John and Patsy Ramsey were sued in two separate defamation lawsuits arising from the publication of their book, The Death of Innocence. These suits were brought by two persons named in the book as having been investigated by Boulder police as suspects in JonBenét's murder. The Ramseys were defended in those lawsuits by Lin Wood and three other Atlanta attorneys, James C. Rawls, Eric P. Schroeder, and S. Derek Bauer, who obtained dismissal of both lawsuits, including an in-depth decision by U.S. District Court Judge Julie Carnes that "abundant evidence" pointed to an intruder having committed the murder.

==Political campaign==
In 2004, Ramsey campaigned for a seat in Michigan's House of Representatives for the 105th district. He received 24.3 percent of the vote in the Republican Party primary, finishing in second place to Kevin Elsenheimer.

==Personal life==
Ramsey married Lucinda Pasch in 1966. They had three children. The couple divorced in 1978. His eldest daughter, Elizabeth, was killed in a car crash at age 22 in 1992.

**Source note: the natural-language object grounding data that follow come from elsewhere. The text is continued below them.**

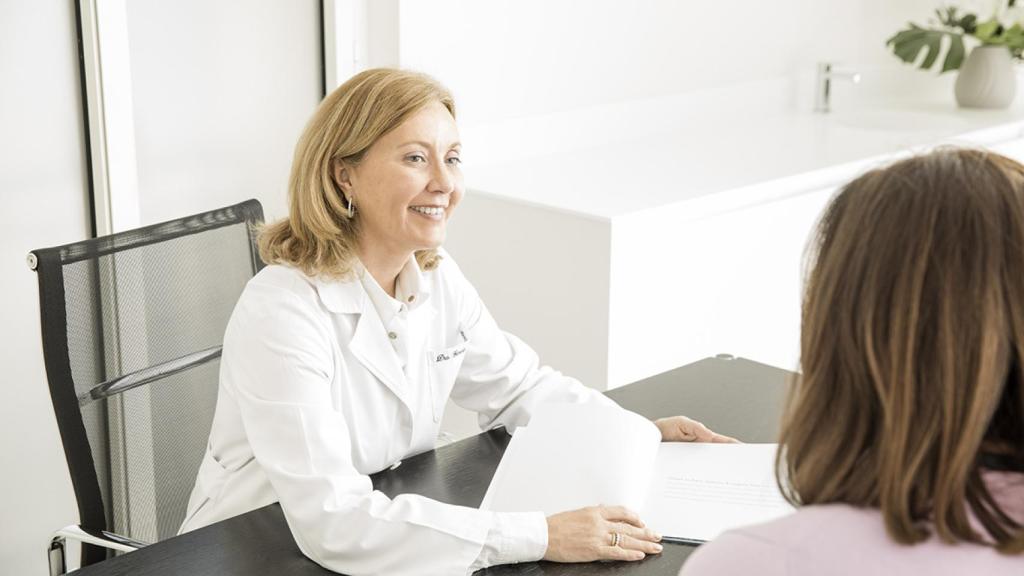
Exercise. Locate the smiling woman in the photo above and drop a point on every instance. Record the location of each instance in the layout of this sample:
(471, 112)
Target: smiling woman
(341, 355)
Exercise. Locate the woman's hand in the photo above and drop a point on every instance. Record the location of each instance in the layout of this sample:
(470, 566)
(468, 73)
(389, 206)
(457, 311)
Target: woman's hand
(681, 428)
(588, 534)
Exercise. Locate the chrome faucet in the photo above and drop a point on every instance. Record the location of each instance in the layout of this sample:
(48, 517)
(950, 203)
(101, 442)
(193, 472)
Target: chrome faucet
(822, 86)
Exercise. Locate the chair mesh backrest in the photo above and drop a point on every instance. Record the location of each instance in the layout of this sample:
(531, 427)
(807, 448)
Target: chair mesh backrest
(131, 301)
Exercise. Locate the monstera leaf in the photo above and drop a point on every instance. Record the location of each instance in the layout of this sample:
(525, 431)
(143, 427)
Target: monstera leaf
(908, 43)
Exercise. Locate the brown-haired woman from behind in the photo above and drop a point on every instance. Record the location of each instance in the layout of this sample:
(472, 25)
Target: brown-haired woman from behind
(903, 438)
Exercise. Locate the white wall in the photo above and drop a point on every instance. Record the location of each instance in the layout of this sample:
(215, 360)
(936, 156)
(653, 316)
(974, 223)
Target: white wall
(221, 92)
(43, 195)
(509, 58)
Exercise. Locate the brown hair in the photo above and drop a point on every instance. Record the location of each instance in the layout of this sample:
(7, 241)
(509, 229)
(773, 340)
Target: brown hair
(318, 236)
(912, 331)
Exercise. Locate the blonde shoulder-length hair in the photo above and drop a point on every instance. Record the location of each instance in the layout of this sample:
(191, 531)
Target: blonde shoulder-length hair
(318, 236)
(911, 345)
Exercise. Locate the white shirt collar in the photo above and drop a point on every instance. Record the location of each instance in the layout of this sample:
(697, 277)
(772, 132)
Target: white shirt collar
(411, 291)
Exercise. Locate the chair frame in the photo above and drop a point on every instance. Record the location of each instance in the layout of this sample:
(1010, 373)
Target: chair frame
(93, 532)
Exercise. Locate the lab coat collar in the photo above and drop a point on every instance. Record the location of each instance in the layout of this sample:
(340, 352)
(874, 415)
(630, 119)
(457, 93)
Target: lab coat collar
(349, 296)
(370, 344)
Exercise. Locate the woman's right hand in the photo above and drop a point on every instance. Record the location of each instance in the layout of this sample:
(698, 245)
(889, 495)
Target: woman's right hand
(587, 535)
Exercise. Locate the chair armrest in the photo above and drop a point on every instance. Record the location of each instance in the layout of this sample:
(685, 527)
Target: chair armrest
(56, 552)
(99, 538)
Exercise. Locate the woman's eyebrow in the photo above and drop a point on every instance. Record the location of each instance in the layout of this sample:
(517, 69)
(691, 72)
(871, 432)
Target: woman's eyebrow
(427, 145)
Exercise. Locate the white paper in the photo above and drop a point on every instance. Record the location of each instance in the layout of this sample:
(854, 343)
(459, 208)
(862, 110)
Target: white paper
(571, 456)
(576, 455)
(700, 490)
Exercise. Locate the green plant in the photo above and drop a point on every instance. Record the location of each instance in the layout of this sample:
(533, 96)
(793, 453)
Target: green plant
(1005, 28)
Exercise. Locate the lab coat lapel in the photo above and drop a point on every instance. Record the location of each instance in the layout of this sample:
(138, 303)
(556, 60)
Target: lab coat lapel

Ramsey married his second wife, Patsy Ramsey, in 1980. The couple had two children, Burke and JonBenét. Patsy died of ovarian cancer in 2006 at age 49.

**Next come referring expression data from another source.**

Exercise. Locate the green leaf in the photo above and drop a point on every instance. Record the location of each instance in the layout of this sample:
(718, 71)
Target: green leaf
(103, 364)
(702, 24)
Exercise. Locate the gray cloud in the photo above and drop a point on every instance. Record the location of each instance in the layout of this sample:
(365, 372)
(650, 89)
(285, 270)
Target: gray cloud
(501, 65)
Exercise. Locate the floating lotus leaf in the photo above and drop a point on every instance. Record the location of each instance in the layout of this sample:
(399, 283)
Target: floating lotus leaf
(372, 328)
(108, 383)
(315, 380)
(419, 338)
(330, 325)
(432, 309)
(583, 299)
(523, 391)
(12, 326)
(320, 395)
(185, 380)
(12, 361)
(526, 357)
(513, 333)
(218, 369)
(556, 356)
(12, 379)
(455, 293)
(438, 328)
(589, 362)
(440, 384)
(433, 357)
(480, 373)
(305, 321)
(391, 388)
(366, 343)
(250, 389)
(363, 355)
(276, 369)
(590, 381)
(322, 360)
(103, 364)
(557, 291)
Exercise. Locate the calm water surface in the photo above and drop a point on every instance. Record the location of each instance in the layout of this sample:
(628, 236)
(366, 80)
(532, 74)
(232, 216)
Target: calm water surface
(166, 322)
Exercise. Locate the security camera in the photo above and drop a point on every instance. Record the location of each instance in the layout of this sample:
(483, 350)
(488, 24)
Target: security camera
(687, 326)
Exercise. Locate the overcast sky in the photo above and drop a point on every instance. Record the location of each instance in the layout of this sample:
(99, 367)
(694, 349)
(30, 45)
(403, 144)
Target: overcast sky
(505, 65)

After his wife's death, Ramsey met Beth Holloway, mother of missing Natalee Holloway. It was reported that the two began dating. Ramsey played down their relationship, stating that they "developed a friendship of respect and admiration" out of common interests related to their children.

Ramsey relocated to Moab, Utah, and met his third wife, Jan Rousseaux, in 2011. They later married and purchased a second house in Michigan.

==In media==
- Ramsey has been portrayed by Ronny Cox in the miniseries Perfect Murder, Perfect Town (CBS); by Cliff DeYoung in the TV movie Getting Away with Murder: The JonBenet Ramsey Story (Fox) (both 2000); by Michel Gill in Lifetime's Who Killed JonBenet (2016) and Clive Owen in The Murder of JonBenét Ramsey for Netflix (2026).
- The Ramseys were also portrayed in the 2001 South Park episode "Butters' Very Own Episode". In a 2011 interview, South Park creators Trey Parker and Matt Stone stated that they regretted how the Ramseys were portrayed in the episode.
- The Ramseys were also portrayed in two MADtv sketches, one parodying Hollywood Squares, with John portrayed by Michael McDonald and Patsy by Alex Borstein.
- Ramsey appears in the documentary series Cold Case: Who Killed JonBenét Ramsey directed by Joe Berlinger for Netflix.